Signal Timing Initiative Delivers Big Boost for Bay Area Mobility
OAKLAND, Calif., Feb. 14, 2012 /PRNewswire/ — A new program to promote the synchronizing of traffic signals owned by Caltrans with those owned by Bay Area cities and counties is delivering benefits — including shorter travel times, reduced tailpipe emissions and improved safety for bicyclists and pedestrians — that outpace costs by a ratio of 80 to 1.
The Metropolitan Transportation Commission (MTC), in partnership with Caltrans and local governments, has completed the first 13 signal timing projects through its Program for Arterial System Synchronization (PASS), which provides technical and financial assistance to Bay Area agencies to improve the safety and efficiency of traffic signal systems in select corridors. Analysis of the $1.25 million first round of PASS projects — which involved 339 traffic signals in seven counties during the 2010-11 fiscal year — pegs the total value of the mobility and emissions improvements at more than $101 million over the next five years. Cumulative results anticipated from the initial cycle include:
- Travel time savings for autos: 18 percent, or more than 3.8 million hours
- Auto speed increase: 26 percent
- Travel time savings for transit: 7 percent or almost 48,000 hours
- Transit speed increase: 9 percent
- Auto fuel consumption savings: 14 percent or more than 9.87 million gallons
- Reduction in reactive organic gases (ROG) emissions: 88.81 tons
- Reduction in oxides of nitrogen (NOx) emissions: 94.19 tons
- Reduction in particulate matter (PM10) emissions: 9.97 tons( )
- Total emissions reductions from autos: 712.39 tons.
“PASS is a key part of MTC’s larger Freeway Performance Initiative,” explained MTC Chair and San Mateo County Supervisor Adrienne Tissier, noting the program largely encompasses major arterials parallel to the Bay Area freeway system. “Like the rest of the freeway initiative, it delivers a very big return on a comparatively modest investment.”
Tissier pointed specifically to a pair of PASS projects in San Mateo County in which Caltrans teamed with the cities of Redwood City and South San Francisco. “These projects included 10 signals along El Camino Real, Westborough Boulevard and Chestnut Avenue in South San Francisco, where we’ve seen a 24 percent drop in travel times, plus 8 signals along Middlefield Road in Redwood City, where travel times are down by 21 percent.
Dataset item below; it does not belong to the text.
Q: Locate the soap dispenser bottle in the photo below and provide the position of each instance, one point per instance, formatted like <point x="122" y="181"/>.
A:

Add in the fuel savings and reduced emissions from idling vehicles and the benefit/cost ratios are 51:1 in Redwood City and 100:1 in South San Francisco.”
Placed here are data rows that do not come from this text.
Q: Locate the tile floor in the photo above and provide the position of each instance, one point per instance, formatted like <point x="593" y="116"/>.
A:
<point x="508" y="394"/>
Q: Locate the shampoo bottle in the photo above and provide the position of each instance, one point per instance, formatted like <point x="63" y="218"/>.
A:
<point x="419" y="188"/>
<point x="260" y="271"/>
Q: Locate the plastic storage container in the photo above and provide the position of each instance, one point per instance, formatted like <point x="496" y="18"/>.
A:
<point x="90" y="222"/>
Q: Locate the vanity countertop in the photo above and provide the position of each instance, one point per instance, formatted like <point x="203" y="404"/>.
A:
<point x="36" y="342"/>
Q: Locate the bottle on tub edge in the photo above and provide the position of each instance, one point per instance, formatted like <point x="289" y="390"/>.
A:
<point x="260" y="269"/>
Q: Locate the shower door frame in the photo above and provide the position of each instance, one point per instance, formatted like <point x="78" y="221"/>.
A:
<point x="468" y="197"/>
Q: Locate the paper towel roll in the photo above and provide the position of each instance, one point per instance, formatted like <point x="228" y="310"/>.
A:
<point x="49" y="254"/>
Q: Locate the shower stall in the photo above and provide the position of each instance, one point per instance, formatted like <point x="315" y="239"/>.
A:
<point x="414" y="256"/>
MTC Vice Chair and Orinda City Councilmember Amy Rein Worth noted similar results from a project involving Caltrans and Walnut Creek to synchronize 87 signals throughout the city. “The Walnut Creek project was by far the largest in the first round of PASS initiatives and yielded benefits that exceed costs by a ratio of 93 to 1. I expect the next cycle of PASS projects to deliver the same bang for the buck.”
Traffic signals owned by Caltrans typically are located along major arterials such as El Camino Real in San Mateo and Santa Clara counties, Mission Boulevard in the East Bay or Van Ness Avenue in San Francisco that are part of the state highway system, or control intersections at the entrance to or exit from freeways. PASS projects’ safety benefits for bicyclists come from increasing the minimum “green times” in each direction. Pedestrian safety is enhanced by re-timing walk signals to accommodate pedestrians traveling at a walking speed of 3.5 feet per second rather than the previous standard of 4 feet per second. To improve safety for children and seniors, the PASS program allows for implementation of even greater pedestrian clearance times at intersections near schools or senior centers.
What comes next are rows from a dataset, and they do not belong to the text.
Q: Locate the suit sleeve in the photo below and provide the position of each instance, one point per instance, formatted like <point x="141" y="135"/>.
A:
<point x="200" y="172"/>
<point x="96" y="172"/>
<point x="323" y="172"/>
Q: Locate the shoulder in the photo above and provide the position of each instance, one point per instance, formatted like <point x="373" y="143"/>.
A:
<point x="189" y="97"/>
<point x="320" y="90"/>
The next round of PASS investments will cost about $1.25 million and include 21 separate projects with a total of 360 traffic signals in Alameda; Berkeley; Brentwood; Danville; East Palo Alto; Fairfield and Suisun City; Fremont; Larkspur; Menlo Park; Mountain View; Napa; Oakland; Petaluma; San Leandro; San Rafael; San Ramon; Santa Clara; South San Francisco; and Windsor; as well as in unincorporated areas of San Mateo and Santa Clara counties. All these projects are slated for completion by mid-2012. The five-year time frame for analysis of PASS projects’ impact is based on the expectation that signals will be retimed after five years.
MTC is the nine-county San Francisco Bay Area’s transportation planning, coordinating and financing agency.